MSK KRaft Migration Runbook

This runbook walks through a complete production migration from an AWS MSK ZooKeeper cluster to a KRaft cluster using kafka-backup Enterprise.

Prerequisites

Before starting, ensure you have:

Source cluster: MSK Provisioned cluster in ZooKeeper mode (Kafka 2.8+)
Target cluster: MSK Provisioned cluster in KRaft mode (Kafka 3.7+), pre-provisioned with the same or larger broker count
S3 buckets: Two buckets in the same region as your clusters — one for migration segments, one for evidence
IAM permissions: The migration runner needs access to both MSK clusters and both S3 buckets (see Step 2)
kafka-backup Enterprise: Installed on a host that can reach both clusters and S3 (Installation Guide)
License: Enterprise license with migrations:msk-kraft feature, or the 14-day free trial (activates automatically)
Network: The migration runner must have network access to both clusters' bootstrap servers

Pre-flight with free tools

You can validate all prerequisites without a license. plan generates the IAM policies you need, and precheck verifies network connectivity, S3 access, and cluster compatibility — all free.
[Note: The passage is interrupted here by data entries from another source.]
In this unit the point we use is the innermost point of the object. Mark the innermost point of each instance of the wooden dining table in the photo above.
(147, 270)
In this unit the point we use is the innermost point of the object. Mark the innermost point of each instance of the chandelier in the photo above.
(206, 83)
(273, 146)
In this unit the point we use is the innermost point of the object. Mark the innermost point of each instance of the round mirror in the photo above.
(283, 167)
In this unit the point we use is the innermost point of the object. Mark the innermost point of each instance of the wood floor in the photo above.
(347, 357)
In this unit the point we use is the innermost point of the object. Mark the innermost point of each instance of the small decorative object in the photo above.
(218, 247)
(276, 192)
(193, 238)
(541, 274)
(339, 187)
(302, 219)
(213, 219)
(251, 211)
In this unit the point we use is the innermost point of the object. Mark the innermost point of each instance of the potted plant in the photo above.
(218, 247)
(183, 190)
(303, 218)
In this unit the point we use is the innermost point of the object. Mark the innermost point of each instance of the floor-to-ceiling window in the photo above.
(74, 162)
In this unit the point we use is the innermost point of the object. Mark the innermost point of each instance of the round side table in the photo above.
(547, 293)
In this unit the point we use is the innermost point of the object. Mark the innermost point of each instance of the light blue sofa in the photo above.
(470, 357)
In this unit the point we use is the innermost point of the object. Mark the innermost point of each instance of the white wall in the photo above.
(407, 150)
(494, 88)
Step 1: Create the Migration Config

Create a YAML configuration file that describes your source, target, and migration parameters.

migration.yaml
enterprise:
  msk_kraft_migration:
    source:
      cluster_arn: arn:aws:kafka:us-east-1:123456789012:cluster/prod-zk-cluster/abc-def-123
      auth:
        mode: iam
    target:
      cluster_arn: arn:aws:kafka:us-east-1:123456789012:cluster/prod-kraft-cluster/ghi-jkl-456
      auth:
        mode: iam
    backup:
      s3_bucket: prod-migration-segments
      s3_prefix: zk-to-kraft/
    evidence:
      s3_bucket: prod-migration-evidence
      s3_prefix: migrations/
      retention: 7y
    cutover:
      drain_timeout: 30m
      drain_max_partition_lag: 100
      drain_stable_window: 30s
      max_producer_freeze: 60s
      producer_freeze_webhook: https://internal-api.example.com/kafka/freeze
    validation:
      count_tolerance: 1
      spot_check_records_per_partition: 3
    acl:
      on_drift: merge

See the Configuration Reference for every field and its defaults.

Auth mode examples

IAM (most common):

auth:
  mode: iam

SCRAM-SHA-512:

auth:
  mode: scram-sha-512
  username: ${KAFKA_USERNAME}
  password: ${KAFKA_PASSWORD}

mTLS:

auth:
  mode: mtls
  keystore: /path/to/keystore.jks
  keystore_password: ${KEYSTORE_PASS}
  truststore: /path/to/truststore.jks
  truststore_password: ${TRUSTSTORE_PASS}

Step 2: Generate the Migration Plan

kafka-backup migrate msk-kraft plan \
  --config migration.yaml \
  --format all \
  --out-dir ./migration-plan

This generates six artifacts:

File	Purpose
`plan.json`	Machine-readable migration plan (topic list, partition counts, estimated data volume)
`runbook.md`	Auto-generated step-by-step runbook customized to your clusters
`aws-cli.sh`	AWS CLI commands for any infrastructure setup needed
`iam-policy-templated.json`	IAM policy template with placeholder ARNs
`iam-policy-concrete.json`	IAM policy with your actual cluster and bucket ARNs
`cost-estimate.json`	Estimated S3 storage and data transfer costs

Review the IAM policy

Attach iam-policy-concrete.json to the IAM role running the migration. Without these permissions, execute will fail with S3 or MSK access errors.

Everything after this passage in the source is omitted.